Por Wanderley Garcia
O uso da força não se dá por acaso. Ele faz parte de um contexto em que a ordem, direta ou indiretamente, parte de cima. A licença para o uso da força em contraposição à sociedade de direitos partiu do golpe dado contra a autoridade máxima do país. Quando derrubam, sem crime de fato, a presidenta da República, ninguém abaixo dela pode se sentir protegido.
As forças de inspiração fascista pareciam extintas há alguns anos, mas revelaram estar apenas em estado de hibernação à espera do momento propício para ressurgirem. O marco deste despertar se deu com as manifestações de junho de 2013, mas é agora em 2016 que sua brutalidade vem à tona de maneira explícita.
O que faz um artista pensar que pode escapar imune ao apresentar uma peça em praça pública com crítica à ação violenta da polícia num país com golpe de Estado? Não há mais necessidade de mandado, de Ministério Público, de Justiça. Basta uma interpretação do comandante da PM de plantão para interromper uma apresentação artística e levar preso seu ator. O motivo alegado? Desrespeito a símbolo nacional. Com todo respeito à bandeira, ao hino, ao brasão, mas para mim, o maior símbolo deveria ser a Constituição.
Em vários estados estudantes ousam enfrentar a truculência de uma Medida Provisória que modifica sem o menor diálogo a educação básica.

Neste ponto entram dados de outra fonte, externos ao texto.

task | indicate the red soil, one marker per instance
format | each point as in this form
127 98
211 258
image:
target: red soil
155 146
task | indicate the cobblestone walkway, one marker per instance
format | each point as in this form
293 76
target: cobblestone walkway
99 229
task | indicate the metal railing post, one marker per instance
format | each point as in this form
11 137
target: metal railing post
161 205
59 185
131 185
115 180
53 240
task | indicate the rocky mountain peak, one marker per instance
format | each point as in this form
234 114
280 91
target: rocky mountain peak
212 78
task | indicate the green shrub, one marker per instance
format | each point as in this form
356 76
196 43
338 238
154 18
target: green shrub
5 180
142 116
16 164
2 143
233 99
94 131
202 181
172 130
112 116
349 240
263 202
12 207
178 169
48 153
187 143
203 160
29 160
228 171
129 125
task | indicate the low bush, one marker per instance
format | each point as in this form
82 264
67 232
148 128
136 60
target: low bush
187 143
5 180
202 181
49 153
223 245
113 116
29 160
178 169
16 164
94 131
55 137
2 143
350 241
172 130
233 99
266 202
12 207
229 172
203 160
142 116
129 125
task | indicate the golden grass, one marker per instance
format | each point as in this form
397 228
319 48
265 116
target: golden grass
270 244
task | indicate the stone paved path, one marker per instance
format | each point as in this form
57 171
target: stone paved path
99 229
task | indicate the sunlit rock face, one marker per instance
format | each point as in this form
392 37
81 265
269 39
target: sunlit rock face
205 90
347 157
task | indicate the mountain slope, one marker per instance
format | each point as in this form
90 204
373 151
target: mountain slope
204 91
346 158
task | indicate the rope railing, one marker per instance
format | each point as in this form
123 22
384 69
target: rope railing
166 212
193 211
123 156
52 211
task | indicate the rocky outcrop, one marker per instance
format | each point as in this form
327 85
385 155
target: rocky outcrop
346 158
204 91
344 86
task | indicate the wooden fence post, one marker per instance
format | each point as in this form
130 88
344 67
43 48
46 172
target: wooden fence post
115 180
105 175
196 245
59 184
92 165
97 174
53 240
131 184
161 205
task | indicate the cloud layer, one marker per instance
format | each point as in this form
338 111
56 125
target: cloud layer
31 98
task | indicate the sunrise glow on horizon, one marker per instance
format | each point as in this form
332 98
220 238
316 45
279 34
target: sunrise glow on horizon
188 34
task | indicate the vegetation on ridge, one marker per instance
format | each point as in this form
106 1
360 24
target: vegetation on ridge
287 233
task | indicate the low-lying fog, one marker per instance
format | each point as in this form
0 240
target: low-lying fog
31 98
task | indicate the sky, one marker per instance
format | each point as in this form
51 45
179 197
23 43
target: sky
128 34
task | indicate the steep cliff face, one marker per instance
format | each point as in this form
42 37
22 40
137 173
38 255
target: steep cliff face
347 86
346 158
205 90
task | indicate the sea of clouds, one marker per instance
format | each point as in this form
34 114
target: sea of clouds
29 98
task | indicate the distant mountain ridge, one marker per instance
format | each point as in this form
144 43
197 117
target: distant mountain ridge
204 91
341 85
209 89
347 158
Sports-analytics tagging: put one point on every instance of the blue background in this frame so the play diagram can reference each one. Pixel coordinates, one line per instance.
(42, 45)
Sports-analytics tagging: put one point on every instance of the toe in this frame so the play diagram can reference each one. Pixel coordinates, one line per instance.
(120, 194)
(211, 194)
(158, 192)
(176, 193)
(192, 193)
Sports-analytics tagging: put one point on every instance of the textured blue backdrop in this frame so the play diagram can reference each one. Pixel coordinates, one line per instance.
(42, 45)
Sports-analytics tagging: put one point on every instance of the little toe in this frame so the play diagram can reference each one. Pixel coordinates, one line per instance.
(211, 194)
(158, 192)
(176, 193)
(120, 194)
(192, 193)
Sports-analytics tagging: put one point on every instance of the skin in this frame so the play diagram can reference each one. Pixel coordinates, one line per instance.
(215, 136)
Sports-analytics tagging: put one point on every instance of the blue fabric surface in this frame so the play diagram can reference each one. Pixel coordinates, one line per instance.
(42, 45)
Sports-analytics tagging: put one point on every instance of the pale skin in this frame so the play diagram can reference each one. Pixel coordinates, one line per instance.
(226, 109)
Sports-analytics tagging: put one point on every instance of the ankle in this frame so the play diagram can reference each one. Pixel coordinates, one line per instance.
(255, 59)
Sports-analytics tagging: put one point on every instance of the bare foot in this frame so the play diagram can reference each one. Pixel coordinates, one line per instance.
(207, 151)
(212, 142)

Ocupam as escolas e são retirados pela força policial. Surge um juiz, no Distrito Federal, que determina táticas de tortura para conseguir a desocupação.
Neste momento, as instituições passam a servir ao oposto de sua finalidade, passam a ser instrumentos da repressão. E todas as conquistas da Constituição de 1988, conseguidas com o sangue derramado dos que lutaram contra a ditadura, podem ser ignoradas solenemente. Não há mais garantias. A força se instala como poder de fato, uma vez que o princípio democrático já foi rompido. O primeiro ato do golpe foi o que inaugurou o regime da força. Depois dele, vêm todos os outros, subordinados, numa triste e tenebrosa cascata.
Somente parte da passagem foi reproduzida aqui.